Si deduce che l’indennità disciplinata dalle disposizioni evocate, va integralmente a sostituirsi ad ogni conseguenza economica connessa e derivante dalla dichiarazione di nullità del termine apposto al contratto di lavoro e che pertanto la stessa assorbe, ricomprendendola, qualsiasi differenza retributiva e contributiva connessa al riconoscimento dell’esistenza del rapporto a tempo indeterminato, ivi compreso ogni incremento legato all’anzianità e/o alla progressione “di carriera, nonché ogni compenso successivo al termine del rapporto ovvero alla messa in mora del datore.
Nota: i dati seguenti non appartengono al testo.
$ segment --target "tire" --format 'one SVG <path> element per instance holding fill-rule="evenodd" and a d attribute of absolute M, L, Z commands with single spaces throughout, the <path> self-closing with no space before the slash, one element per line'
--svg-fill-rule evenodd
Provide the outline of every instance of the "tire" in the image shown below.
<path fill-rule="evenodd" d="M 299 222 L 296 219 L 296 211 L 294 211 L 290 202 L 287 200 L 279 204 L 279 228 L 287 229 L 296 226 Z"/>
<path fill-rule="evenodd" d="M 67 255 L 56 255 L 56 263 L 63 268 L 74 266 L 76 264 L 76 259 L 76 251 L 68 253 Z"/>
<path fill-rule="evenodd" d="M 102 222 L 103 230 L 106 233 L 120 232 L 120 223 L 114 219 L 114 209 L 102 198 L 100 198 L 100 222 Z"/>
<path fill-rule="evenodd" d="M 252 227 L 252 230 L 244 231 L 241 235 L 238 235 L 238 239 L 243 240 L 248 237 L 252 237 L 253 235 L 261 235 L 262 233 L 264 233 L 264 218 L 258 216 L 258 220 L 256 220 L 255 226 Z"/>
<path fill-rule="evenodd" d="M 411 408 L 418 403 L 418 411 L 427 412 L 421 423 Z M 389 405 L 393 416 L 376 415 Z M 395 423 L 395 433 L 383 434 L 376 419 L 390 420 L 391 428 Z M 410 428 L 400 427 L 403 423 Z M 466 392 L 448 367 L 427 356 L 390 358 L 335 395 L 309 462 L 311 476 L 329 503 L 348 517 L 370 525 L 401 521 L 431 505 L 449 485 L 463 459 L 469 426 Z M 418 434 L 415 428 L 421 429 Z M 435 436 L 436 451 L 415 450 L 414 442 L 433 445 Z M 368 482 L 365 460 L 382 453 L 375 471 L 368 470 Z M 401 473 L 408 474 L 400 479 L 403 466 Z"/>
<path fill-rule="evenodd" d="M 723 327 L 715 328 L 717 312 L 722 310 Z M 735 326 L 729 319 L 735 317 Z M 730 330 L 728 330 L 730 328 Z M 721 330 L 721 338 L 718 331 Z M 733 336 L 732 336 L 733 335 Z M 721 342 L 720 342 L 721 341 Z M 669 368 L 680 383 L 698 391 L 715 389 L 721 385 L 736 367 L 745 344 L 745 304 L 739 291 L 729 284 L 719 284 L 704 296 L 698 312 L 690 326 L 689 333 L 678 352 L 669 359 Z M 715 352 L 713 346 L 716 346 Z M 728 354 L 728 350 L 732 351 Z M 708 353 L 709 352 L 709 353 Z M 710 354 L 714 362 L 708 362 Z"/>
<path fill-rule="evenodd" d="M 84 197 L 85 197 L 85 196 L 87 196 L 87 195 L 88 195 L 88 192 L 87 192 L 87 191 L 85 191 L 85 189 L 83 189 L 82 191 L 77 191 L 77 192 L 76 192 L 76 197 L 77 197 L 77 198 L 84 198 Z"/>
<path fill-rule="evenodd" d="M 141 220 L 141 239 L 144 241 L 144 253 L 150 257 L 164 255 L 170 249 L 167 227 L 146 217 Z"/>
Si chiede quindi la riforma della sentenza nella parte in cui ha dichiarato che la somma dei periodi di servizio dall’inizio del primo contratto deve essere computata ai fini dell’anzianità di servizio e dei relativi trattamenti economici.
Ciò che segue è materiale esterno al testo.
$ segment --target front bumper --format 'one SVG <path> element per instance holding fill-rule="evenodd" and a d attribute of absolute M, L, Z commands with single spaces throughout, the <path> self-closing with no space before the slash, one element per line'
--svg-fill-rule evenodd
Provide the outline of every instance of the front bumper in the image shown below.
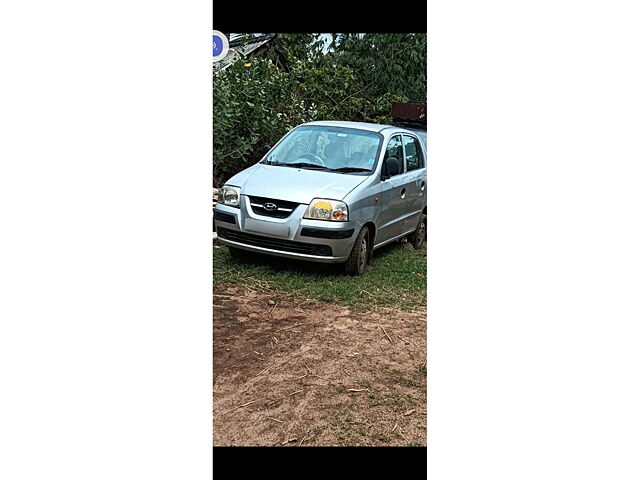
<path fill-rule="evenodd" d="M 358 222 L 328 222 L 302 218 L 301 204 L 287 218 L 256 214 L 242 195 L 240 207 L 217 204 L 214 222 L 218 242 L 278 257 L 322 263 L 347 260 L 360 231 Z"/>

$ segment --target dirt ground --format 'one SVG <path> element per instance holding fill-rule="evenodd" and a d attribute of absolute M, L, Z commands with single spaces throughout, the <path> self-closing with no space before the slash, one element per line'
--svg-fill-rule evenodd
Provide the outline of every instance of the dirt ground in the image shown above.
<path fill-rule="evenodd" d="M 424 312 L 220 283 L 213 304 L 214 445 L 426 445 Z"/>

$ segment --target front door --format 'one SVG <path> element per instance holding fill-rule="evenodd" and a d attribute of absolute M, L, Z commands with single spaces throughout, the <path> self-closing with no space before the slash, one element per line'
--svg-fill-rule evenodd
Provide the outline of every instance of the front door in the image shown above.
<path fill-rule="evenodd" d="M 382 182 L 382 200 L 376 244 L 404 233 L 408 212 L 408 185 L 402 137 L 400 135 L 395 135 L 389 139 L 384 158 L 386 160 L 389 157 L 398 159 L 400 172 L 398 175 L 394 175 Z"/>

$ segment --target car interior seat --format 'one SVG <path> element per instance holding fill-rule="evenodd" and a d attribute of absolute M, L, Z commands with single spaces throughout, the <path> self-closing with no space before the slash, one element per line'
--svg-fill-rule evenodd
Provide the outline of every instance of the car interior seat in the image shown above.
<path fill-rule="evenodd" d="M 344 160 L 344 144 L 334 139 L 324 149 L 324 164 L 329 168 L 340 168 L 344 166 Z"/>

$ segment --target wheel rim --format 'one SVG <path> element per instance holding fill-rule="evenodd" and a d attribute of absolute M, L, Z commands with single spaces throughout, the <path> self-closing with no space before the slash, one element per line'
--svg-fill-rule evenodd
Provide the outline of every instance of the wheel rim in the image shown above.
<path fill-rule="evenodd" d="M 367 237 L 362 239 L 362 244 L 360 245 L 360 257 L 358 258 L 358 266 L 360 270 L 364 268 L 367 264 Z"/>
9. Anche tale censura è infondata.
Secondo i principi affermati da questa Corte, che vanno qui ribaditi (cfr. Cass. 16/6/2014, n. 13630, Cass. 12/1/2015 n.262, Cass. 2/7/2018 n. 17248) in caso di illegittima reiterazione di contratti a tempo determinato con conversione in unico rapporto a tempo indeterminato, l’indennità prevista dall’art. 32, comma 5, della l. n. 183 del 2010, come autenticamente interpretato dalla l. n. 92 del 2012, è esaustiva di tutti i danni, retributivi e contributivi, subiti dal lavoratore nei periodi, ripetuti, di allontanamento dal lavoro per effetto della indebita frammentazione del rapporto, mentre, con riferimento ai periodi lavorati, il lavoratore ha diritto ad essere regolarmente retribuito ed al computo unitario di tali periodi ai fini della anzianità di servizio e della maturazione degli scatti di anzianità.
La statuizione oggetto di censura, conforme ai principi enunciati, è dunque esente da critiche.
10. In definitiva, alla stregua delle superiori argomentazioni, il ricorso, in quanto infondato, deve essere rigettato.
Le spese del presente giudizio seguono la soccombenza, liquidate come in dispositivo, con distrazione in favore del difensore antistatario.
Essendo stato il presente ricorso proposto successivamente al 30 gennaio 2013, sussistono le condizioni per dare atto – ai sensi dell’art.1, comma 17, della legge 24 dicembre 2012, n. 228, che ha aggiunto il comma 1 quater all’art. 13 del testo unico di cui al d.p.r. 30 maggio 2002, n. 115 – della sussistenza dell’obbligo di versamento, da parte ricorrente, dell’ulteriore importo a titolo di contributo unificato pari a quello dovuto per la stessa impugnazione.
P.Q.M.
Rigetta il ricorso. Condanna la ricorrente al pagamento delle spese del presente giudizio che liquida in euro 200,00 per esborsi e in euro 5.000,00 per compensi professionali, oltre spese generali al 15% e accessori di legge da distrarsi in favore del difensore antistatario.
Ai sensi dell’art. 13, comma 1 quater, del d.P.R. n. 115\02, dà atto della sussistenza dei presupposti per il versamento, da parte della ricorrente, dell’ulteriore importo a titolo di contributo unificato, pari a quello dovuto per il ricorso, a norma del comma 1 bis dello stesso art.13.